Death and Taxes in the Netflix Series Marco Polo

[Excerpted from the inaugural issue of The Austrian.]

We’re eight episodes into the new Netflix series Marco Polo before we see the titular character’s first serious moral crisis over matters of state. While preparing to lay siege to their enemy’s capital city, the Mongolian troops, whom Marco Polo serves, begin butchering alive captured enemy troops so their fat can be rendered into boiling oil to be used as a weapon.

Marco is horrified. “They are our captives,” he protests “This is sin.” The quaint excuse he is given is still commonly heard today: “This is war.”

Indeed, in spite of numerous hours of on-screen warfare, torture, adultery, and lying, Marco’s defense of prisoners of war is the first and only time we hear of “sin” in the series.

But there’s a good reason for this. Only in the most extreme cases does Marco look to big ideas such as his Christian morality. Marco Polo, after all, is not a show about ideology, politics, or philosophy. At its core, it is a story about family.

Marco Polo, Netflix’s new $90-million streaming television series, takes place against the real life historical backdrop of the final days of the Song dynasty, which was the last significant source of resistance in China to the Mongolian Khan in the thirteenth century. The Khan wishes to unite all of Mongolia and China into one vast empire. To do this, he must force the Song dynasty government to submit to his rule. Such events, so distant in both time and geography are wisely channeled by the series creators through the eyes of Marco himself, who remains never more than a foreigner in this strange land.

Moreover, from the very beginning of the series, we learn that Marco is only in Mongolia out of a desire to know his father who has been away traveling most of Marco’s life. And yet, upon arrival at Kublai Khan’s court, Marco’s father abandons him and gives him to the Khan as a sort of collateral for the Khan’s permission to trade freely along the Silk Road.

Marco eventually becomes an advisor to the Khan, and as with all such courtiers, Marco is not a captive, but he isn’t free either. Everything he has depends on being in favor with the Khan. Marco, stunned by his own father’s betrayal, begins to feel a familial bond with the Khan who takes Marco into his confidence. When Marco has the opportunity to escape the Khan’s lands, he nevertheless remains at the Khan’s side, even to the point of ignoring the Khan’s brutality in war. The Khan himself lives in the shadow of his grandfather Genghis Khan, and feels obligated to expand the empire handed down to him. The Khan must also deal with an ambitious brother and unruly cousins.

The characters who inhabit the world of Marco Polo seek to love and be loved by family members. Matters of state, on the other hand, are an obstacle to the nurturing of these relationships. Putting down an insurrection requires the Khan to kill his own brother, after which he mourns and asks Marco to explain to him the story of Cain and Abel from Marco’s “holy books.” Marco in turn seeks the approval of his father, and when Marco’s father and uncle are caught smuggling silk worms out of China — a crime punishable by death — Kublai fully expects Marco to intercede for them, which he does. Had Marco not interceded to save his own family members, we are led to believe, the Khan would have regarded such indifference to family as an enormous failing. Family, it seems, trumps all ideologies and other loyalties.

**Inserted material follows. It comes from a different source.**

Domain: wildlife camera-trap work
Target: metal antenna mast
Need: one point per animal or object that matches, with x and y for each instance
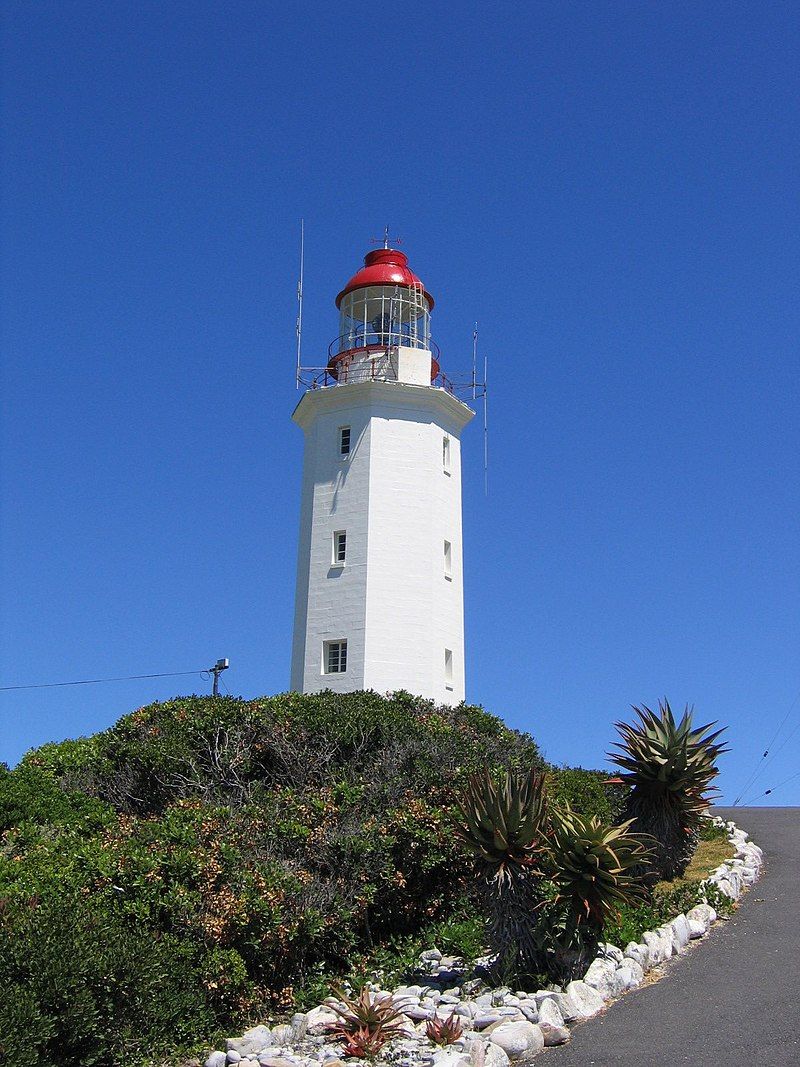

The central role of family is present among the Khan’s enemies among the Song dynasty as well. The woman who spies on the Khan’s court for the Song regime is motivated not by any sort of patriotism, but by a desire to protect her daughter from the corrupt prime minister, Jia Sidao.

Sidao himself, a low-born social climber, illustrates within Marco Polo what becomes of those who value only political power. Sidao treats his own sister and niece with contempt and thinks only of matters of state. A master conniver, Sidao’s brutality is contrasted with that of the Khan. Unlike with Sidao, the Khan’s brutality is in the service of what he sees as his many responsibilities. He owes a debt to his family, to his ancestors, and to those who rely on him for employment and sustenance.

Sidao, on the other hand is in the service of no one, including the people of the Song or the emperor he is sworn to serve. He is, in a sense, the ultimate individualist, and a community of one.

Through these relationships, we find that Marco Polo is profoundly conservative (in the traditionalist sense) in its view of the state and those who live under it. Yet, while we can speak well of Marco Polo’s contrasting of the family and the state, and of the show’s assertion that matters of state should be subordinate to family matters, it would be a mistake to describe much of anything within Marco Polo as favorable to the idea of laissez faire. For example, the least sympathetic character beyond Sidao is Marco’s father who, as a merchant, is portrayed as greedy and even inept, escaping execution only thanks to Marco’s efforts. The merchant trade is not a virtuous trade, the series tells us, and for Marco, abandoned by his own father who seeks riches instead, true virtue is to be found in service to the Khan.

Also prominent within the series is taxation, and those who collect and count taxes are three-dimensional and largely sympathetic characters in Marco Polo. Meanwhile, those who actually generate the taxes — merchants like Marco’s father — are either self-serving or simply nameless rabble.